Chunking is very useful, if not essential in RAG

Lets you pass on just relevant parts to the generative AI as context. 

![Chunking is useful for rag](assets/chunking_rag_one_doc.jpg)

In [7]:
response = chunks_collection.generate.near_text(
    "how git works",
    limit=2,
    grouped_task="Summarize the key points here like I am five."
)
print(response.generated)

Git is a tool that helps you keep track of changes you make to your files. It has a staging area where you can choose which changes to save. The Git directory stores important information about your project. The basic workflow involves modifying files, staging changes, and then committing them.


In [8]:
response = chunks_collection.generate.near_text(
    "how git works",
    limit=2,
    grouped_task="Summarize the key points in bullet points. Use many emojis to make it interesting and fun like a social post."
)
print(response.generated)

🔑 What is Git:
- Understand the fundamentals of Git to use it effectively
- Clear your mind of knowledge from other VCSs
- Git stores information in a staging area and Git directory

🔑 Basic Git workflow:
- Modify files in working tree
- Stage changes for next commit
- Git directory stores metadata and object database

🔑 Git terminology:
- Staging area = index
- Git directory is crucial for storing project data

🔑 Remember:
- Git's user interface is similar to other VCSs
- Clear understanding of Git basics is key for effective usage


For comparison, try performing RAG with the full document:

In [9]:
# Add the full text to the collection
client.collections.delete(["Book"])  # Delete the collection if it already exists (for the sake of re-runs)
book_collection = client.collections.get("Book")

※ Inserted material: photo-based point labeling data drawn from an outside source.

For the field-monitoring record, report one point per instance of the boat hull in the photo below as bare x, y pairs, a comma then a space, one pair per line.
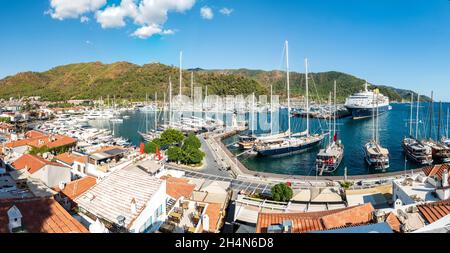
362, 113
289, 150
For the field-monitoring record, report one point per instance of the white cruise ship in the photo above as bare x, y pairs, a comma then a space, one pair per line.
364, 103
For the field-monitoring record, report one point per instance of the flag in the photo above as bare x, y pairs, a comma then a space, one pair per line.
158, 153
142, 148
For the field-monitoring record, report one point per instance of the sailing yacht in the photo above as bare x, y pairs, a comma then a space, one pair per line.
329, 158
376, 156
446, 139
440, 152
150, 135
293, 143
416, 151
248, 141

client.collections.create(
    name="Book",
    properties=[
        wc.Property(name="title", data_type=wc.DataType.TEXT),
        wc.Property(name="text", data_type=wc.DataType.TEXT),
    ],
    vectorizer_config=wc.Configure.Vectorizer.text2vec_cohere(),
    generative_config=wc.Configure.Generative.openai(),
)

book_collection.data.insert(
    properties={
        "title": "Pro Git",
        "text": source_text,
    }
)

response = book_collection.generate.near_text(
    "how git works",
    limit=2,
    grouped_task="Summarize the key points in bullet points. Use many emojis to make it interesting and fun like a social post."
)
print(response.generated)

- Git stores data as snapshots 📸
- Git is a mini filesystem with powerful tools 🛠️
- Most operations in Git are local 🏠
- Git has integrity with checksums 🔒
- Git generally only adds data, hard to lose 📈
- Three main states in Git: modified, staged, committed 🔄
- Git workflow: modify files, stage changes, commit snapshot 🔄
- Working tree, staging area, Git directory 🌳
- Git uses SHA-1 hash for checksumming 🔢


⬆️ This is thorough, but it's just summarized the entire chapter, not the specific section we're interested in.

**Unless we've chunked the text, there's no way to retrieve just the parts we're interested in.**

### This is why chunking is so important in RAG

This is even more important when you have many documents, or the document is very long. 

If we don't filter out information, it might not fit into a context window, or the model might get confused by irrelevant information.

![Chunking is useful for rag](assets/chunking_rag_many_docs.jpg)

Also, many LLMs work better when the input includes less low-relevance information.